Sejm trzymał kciuki za Małysza
W czasie piątkowego posiedzenia Sejmu prowadzący obrady wicemarszałek Janusz Wojciechowski poinformował posłów o zdobyciu przez Adama Małysza drugiego złotego medalu narciarskich mistrzostw świata w skokach.

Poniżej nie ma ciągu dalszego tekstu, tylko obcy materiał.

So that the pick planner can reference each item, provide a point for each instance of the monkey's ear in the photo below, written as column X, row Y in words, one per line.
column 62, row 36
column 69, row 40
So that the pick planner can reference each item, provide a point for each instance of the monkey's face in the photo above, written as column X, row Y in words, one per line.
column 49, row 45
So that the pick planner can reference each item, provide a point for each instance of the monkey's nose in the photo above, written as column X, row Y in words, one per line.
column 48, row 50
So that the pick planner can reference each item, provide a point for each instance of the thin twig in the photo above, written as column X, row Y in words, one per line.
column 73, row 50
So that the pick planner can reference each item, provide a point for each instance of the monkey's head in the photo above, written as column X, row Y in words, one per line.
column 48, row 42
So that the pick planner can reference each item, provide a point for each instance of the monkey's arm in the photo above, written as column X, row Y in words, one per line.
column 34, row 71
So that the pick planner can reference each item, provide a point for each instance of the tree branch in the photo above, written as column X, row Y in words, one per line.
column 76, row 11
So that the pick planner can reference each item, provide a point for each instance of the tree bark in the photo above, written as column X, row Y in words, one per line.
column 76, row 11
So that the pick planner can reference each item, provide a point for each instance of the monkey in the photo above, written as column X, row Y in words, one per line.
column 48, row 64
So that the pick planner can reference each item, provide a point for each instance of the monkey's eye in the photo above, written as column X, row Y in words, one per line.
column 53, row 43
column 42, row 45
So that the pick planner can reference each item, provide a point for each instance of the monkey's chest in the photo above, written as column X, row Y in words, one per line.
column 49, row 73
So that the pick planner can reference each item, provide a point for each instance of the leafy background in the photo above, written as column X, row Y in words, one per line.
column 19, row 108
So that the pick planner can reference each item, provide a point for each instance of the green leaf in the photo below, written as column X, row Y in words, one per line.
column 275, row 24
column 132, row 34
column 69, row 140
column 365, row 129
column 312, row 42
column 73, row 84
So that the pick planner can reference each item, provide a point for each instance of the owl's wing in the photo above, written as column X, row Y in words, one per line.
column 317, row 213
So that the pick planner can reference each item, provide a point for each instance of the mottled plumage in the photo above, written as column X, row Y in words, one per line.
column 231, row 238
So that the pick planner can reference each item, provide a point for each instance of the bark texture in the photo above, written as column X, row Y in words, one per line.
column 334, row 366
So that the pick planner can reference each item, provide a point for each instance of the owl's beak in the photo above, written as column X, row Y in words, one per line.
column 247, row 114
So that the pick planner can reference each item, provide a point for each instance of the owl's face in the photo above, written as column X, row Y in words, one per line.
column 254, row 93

Marszałek Sejmu Marek Borowski, który konkurs w Val di Fiemme oglądał w telewizji w swoim gabinecie, zaraz po zwycięstwie Adama Małysza, przesłał do niego list następującej treści:
"Przyznam, że kłopot mam nie lada, jakich to słów użyć gratulując Panu zdobycia dwóch tytułów mistrza świata w Val di Fiemme. A ponieważ zewsząd płyną pod Pana adresem wyrazy zachwytu, to trudno mi będzie ustrzec się powtórzeń. Najkrócej więc skwituję - niebotyczny wynik, niebotyczne osłupienie rywali, no i wreszcie, bo nie mogło być inaczej, niebotyczna euforia i duma nas wszystkich. Czegóż zatem można życzyć Mistrzowi po osiągnięciu takich sukcesów - chyba jedynie tego, o czym sam Pan marzył, bo nasze marzenia już Pan spełnił. Chociaż? Rywalizacja o Kryształową Kulę nie jest jeszcze zakończona" - napisał marszałek Sejmu. (mag)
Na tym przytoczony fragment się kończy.